Sichtbar zu werden und eine komplett eigene Veranstaltung zu planen, sei aber auch gar nicht so einfach. Orte für Veranstaltungen würde es ja geben in Münster. Als Gruppe allein etwas so zu organisieren, dass auch genug Leute kommen, sei aber eine Herausforderung. Und eine Tanzshow braucht natürlich Platz: „Wenn die Bühne winzig ist, kann man da nicht so viel mit anfangen.“ Kapazitäten, um ein Mal im Semester etwas aufzuführen hätte die Bliss Dance Crew aber locker, im Sommer werden sie voraussichtlich ein paar Auftritte haben, wenn alles klappt. Wir einigen uns lachend darauf, dass ein jährliches Studi-Festival in Münster genau richtig wäre, um regelmäßig irgendwo aufzutreten.

Manchmal vergisst man, wie viel Zeit und Energie in solchen Gruppen steckt. Und es zeigt auch, wie viel Ehrenamt in unserer Hochschulkultur liegt – ohne die ganzen engagierten Studis gäbe es vieles nicht, was für uns wie selbstverständlich zum Uni-Alltag gehört. Es schlummern wahrscheinlich noch viele gute Ideen, die nur einer Umsetzung bedürfen – so bleibt in mir nach diesem Gespräch der Wunsch zurück, noch mehr Menschen dafür zu begeistern. Vielleicht liest ja gerade jemand diesen Text, mit einer guten Idee für mehr Gelegenheiten, den Tanz in Münster zu präsentieren – oder jemand in den Startlöchern, eine neue Jonglage-Gruppe oder ein neues Poetry-Slam-Kollektiv zu gründen. Die Bliss Dance Crew jedenfalls zeigt, dass ein einziger Anlass reichen kann, um sich als Gruppe zusammenzufinden. Um dieses Momentum nicht zu verlieren, braucht es aber nicht nur engagierte Student:innen wie Paula und Sophie, sondern eine unterstützende Infrastruktur an der Universität, die niederschwellige Angebote für Hochschulgruppen bietet.

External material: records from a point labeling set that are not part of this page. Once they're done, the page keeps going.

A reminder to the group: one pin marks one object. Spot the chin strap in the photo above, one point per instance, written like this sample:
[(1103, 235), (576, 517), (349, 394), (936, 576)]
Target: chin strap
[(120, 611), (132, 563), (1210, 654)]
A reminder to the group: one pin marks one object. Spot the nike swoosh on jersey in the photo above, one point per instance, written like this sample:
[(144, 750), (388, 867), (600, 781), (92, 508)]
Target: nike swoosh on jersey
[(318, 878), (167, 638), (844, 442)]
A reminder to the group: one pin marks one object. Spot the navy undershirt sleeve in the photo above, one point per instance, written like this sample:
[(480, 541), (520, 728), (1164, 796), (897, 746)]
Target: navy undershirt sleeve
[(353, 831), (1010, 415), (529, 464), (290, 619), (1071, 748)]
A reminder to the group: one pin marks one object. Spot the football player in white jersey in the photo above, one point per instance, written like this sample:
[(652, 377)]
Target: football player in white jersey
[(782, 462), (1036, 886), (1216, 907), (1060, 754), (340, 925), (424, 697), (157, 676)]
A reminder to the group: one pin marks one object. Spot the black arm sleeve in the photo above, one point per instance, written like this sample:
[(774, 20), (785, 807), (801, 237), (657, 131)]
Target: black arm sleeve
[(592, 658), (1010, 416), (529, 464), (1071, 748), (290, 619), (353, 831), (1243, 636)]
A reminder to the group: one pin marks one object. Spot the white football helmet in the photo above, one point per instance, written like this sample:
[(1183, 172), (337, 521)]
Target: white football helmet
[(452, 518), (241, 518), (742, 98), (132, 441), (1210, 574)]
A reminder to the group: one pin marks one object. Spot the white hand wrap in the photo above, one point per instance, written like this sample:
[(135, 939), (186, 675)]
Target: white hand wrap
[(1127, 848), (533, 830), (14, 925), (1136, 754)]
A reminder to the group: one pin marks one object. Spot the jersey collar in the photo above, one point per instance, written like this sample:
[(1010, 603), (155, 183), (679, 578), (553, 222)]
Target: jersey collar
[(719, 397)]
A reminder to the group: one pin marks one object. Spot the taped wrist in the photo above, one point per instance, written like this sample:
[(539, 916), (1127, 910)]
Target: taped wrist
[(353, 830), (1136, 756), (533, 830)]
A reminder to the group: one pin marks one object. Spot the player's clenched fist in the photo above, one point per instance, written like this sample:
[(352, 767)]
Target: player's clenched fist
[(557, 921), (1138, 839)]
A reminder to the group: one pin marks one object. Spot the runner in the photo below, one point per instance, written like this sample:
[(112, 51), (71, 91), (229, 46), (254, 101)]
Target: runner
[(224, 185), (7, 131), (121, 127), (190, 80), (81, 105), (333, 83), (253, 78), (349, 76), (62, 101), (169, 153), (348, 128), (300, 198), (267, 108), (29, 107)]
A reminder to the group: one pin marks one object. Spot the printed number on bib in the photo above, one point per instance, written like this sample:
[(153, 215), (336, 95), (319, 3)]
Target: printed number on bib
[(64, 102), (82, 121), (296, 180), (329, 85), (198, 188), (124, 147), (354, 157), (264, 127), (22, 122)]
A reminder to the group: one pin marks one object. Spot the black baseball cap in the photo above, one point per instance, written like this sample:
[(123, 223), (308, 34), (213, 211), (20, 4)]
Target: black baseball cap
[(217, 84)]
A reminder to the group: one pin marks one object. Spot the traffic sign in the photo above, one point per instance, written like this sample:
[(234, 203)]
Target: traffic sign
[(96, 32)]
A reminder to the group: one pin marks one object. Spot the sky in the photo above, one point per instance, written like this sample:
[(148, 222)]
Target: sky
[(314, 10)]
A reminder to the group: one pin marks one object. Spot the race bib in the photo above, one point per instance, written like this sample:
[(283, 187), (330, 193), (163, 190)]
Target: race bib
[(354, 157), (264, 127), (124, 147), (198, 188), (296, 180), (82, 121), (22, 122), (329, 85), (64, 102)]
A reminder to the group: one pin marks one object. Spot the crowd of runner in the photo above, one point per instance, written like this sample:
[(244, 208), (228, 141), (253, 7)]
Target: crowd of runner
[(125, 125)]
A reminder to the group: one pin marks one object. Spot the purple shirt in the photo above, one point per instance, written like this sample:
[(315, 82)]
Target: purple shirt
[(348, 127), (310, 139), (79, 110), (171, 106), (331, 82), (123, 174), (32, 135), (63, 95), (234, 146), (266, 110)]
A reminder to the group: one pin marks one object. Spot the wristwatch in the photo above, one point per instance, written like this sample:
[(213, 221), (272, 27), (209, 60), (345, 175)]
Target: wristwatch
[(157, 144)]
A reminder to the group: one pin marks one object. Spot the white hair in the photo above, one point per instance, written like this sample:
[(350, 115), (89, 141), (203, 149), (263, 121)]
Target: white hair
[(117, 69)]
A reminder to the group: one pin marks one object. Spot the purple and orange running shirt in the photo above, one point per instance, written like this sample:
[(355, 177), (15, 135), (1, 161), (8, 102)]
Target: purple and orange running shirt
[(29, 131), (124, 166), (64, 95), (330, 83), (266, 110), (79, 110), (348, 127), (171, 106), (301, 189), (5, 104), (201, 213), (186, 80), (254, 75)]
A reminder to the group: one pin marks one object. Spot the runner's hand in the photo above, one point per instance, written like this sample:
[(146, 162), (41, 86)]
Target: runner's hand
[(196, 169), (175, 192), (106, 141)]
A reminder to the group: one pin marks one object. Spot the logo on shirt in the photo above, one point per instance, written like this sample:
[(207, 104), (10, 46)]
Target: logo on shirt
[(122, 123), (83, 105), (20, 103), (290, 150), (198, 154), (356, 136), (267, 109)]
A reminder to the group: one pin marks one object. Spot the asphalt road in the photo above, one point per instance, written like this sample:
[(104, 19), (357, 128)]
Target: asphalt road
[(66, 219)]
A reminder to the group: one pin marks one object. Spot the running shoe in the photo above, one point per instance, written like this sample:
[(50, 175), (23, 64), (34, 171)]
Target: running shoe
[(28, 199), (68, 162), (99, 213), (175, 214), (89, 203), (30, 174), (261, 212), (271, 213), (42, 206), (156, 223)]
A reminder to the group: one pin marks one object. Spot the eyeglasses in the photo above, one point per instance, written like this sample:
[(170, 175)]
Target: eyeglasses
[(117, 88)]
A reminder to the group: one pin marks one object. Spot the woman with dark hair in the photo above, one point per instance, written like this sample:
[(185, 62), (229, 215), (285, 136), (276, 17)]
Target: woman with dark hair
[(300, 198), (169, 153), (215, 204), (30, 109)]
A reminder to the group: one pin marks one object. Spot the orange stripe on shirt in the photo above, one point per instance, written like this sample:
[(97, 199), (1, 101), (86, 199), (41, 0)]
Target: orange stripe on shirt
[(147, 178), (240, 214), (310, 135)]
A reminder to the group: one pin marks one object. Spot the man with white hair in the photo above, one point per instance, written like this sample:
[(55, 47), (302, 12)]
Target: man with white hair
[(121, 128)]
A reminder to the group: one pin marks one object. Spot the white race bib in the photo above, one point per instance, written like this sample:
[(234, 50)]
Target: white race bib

| Das Gespräch mit Paula Tieves und Sophie Gehrmann führte Caroline von Lengerke.

 

Die Bliss Dance Crew ist ein Hiphop-, Jazz- & Vogue-Tanzensemble mit ca. 35 Mitgliedern, darunter 4 Trainer*innen. Seit Ende 2023 ist die Crew auch eingetragene Hochschulgruppe an der Universität Münster. Ich habe mich mit der Physikstudentin Paula Tieves (Initiatorin & Trainerin) und der Lehramtsstudentin Sophie Gehrmann (Trainerin) unterhalten. Beide studieren momentan an der Universität Münster und sind beim Hochschulsport (HSP) Tanz-Trainerinnen.

Insta: @bliss.dance.crew
Mail: blissdancecrew@gmx.de
Interessierte können sich jederzeit per Mail oder Instagram an das Leitungsteam wenden.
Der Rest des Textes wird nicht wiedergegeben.